4. Pantau terus kondisi keuangan Anda
Jika Anda khawatir mengenai pengeluaran dan dampaknya setelah masa liburan usai, bersikaplah realistis terhadap kemampuan finansial Anda. Makna di balik sebuah hadiah jauh lebih penting daripada harganya.
Susunlah anggaran dan patuhilah. Belanjalah sesuai kemampuan Anda; jika Anda tidak bisa mengeluarkan uang, Anda bisa membuat kue sendiri atau menawarkan bakat dan waktu Anda kepada teman serta orang-orang terkasih.
5. Hormati orang-orang terkasih yang telah tiada
Merayakan musim liburan mungkin terasa sulit jika Anda telah kehilangan orang terkasih atau jika jarak membuat Anda sulit untuk menghabiskan waktu bersama.
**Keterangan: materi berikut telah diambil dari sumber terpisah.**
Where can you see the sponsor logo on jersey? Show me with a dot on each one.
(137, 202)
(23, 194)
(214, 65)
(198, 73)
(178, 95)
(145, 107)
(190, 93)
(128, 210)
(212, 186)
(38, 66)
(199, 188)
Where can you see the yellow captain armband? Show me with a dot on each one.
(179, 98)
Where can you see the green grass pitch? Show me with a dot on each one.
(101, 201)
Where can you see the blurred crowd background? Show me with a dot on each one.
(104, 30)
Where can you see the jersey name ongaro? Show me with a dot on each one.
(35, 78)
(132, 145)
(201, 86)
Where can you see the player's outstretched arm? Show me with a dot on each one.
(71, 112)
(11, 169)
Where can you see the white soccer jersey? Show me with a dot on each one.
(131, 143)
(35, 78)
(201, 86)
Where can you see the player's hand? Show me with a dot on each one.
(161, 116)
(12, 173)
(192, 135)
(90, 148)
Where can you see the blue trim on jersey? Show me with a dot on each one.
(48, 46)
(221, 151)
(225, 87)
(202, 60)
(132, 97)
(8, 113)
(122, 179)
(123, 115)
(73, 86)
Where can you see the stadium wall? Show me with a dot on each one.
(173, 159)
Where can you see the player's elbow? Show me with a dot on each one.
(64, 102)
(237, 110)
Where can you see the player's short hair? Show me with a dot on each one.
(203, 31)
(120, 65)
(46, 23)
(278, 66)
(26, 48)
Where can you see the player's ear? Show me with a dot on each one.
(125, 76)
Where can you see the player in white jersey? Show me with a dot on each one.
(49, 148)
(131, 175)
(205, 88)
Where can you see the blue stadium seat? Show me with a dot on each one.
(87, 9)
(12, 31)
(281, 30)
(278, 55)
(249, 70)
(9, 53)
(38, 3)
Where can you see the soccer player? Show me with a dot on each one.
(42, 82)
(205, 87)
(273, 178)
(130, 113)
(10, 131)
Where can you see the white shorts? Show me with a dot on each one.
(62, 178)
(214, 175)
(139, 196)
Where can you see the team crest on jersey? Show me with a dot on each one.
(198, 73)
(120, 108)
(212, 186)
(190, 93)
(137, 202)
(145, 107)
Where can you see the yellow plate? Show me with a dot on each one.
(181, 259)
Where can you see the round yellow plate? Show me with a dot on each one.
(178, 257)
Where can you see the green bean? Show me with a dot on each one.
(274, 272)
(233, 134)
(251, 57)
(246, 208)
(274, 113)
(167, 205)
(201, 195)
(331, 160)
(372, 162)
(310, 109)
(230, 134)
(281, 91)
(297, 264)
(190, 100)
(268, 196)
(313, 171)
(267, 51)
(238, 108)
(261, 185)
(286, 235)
Manfaatkan musim liburan ini untuk mengenang kembali berbagai kenangan istimewa bersama orang-orang tercinta yang telah tiada. Pertimbangkan untuk melakukan sesuatu yang bermakna demi mengenang mereka.
Dan jika Anda tidak dapat menghabiskan waktu bersama orang-orang terkasih, cobalah menjadi sukarelawan di organisasi setempat; senyuman Anda bisa saja mengubah hari seseorang menjadi lebih indah.
6. Jangan takut untuk mengatakan tidak
Pahamilah bahwa tidak masalah untuk mengatakan tidak. Cobalah untuk mengatakan "ya" pada acara atau hal-hal yang Anda tahu akan mendatangkan kebahagiaan bagi Anda. Katakan "tidak" pada kewajiban yang Anda tahu hanya akan menimbulkan rasa sakit hati dan kekecewaan.
Jika bekerja lembur beberapa jam tambahan membuat Anda bahagia karena Anda bisa mentraktir orang yang Anda cintai, hal itu mungkin layak dilakukan.
Namun, jika kerabat yang kerap melanggar batasan pribadi Anda mengajak Anda ke pesta liburan, jangan ragu untuk menolaknya. Anda akan merasa lebih tenang dan bebas dari stres dengan mengatakan tidak.
Gejala yang Perlu Diperhatikan
Stres akibat liburan tampak sangat mirip dengan stres sehari-hari pada umumnya. Kondisi ini dapat memengaruhi tubuh dengan berbagai cara. Gejalanya bisa meliputi:
- kecemasan.
- kesedihan.
- sakit kepala.
- nyeri tubuh.
- sulit tidur.
- mudah marah.
Jadi itulah penjelasan mengenai enam tips mengelola stres selama liburan. Mengelola stres saat musim liburan memang perlu dilakukan untuk menghindari hal-hal yang tidak menyenangkan atau dirasa mengganggu.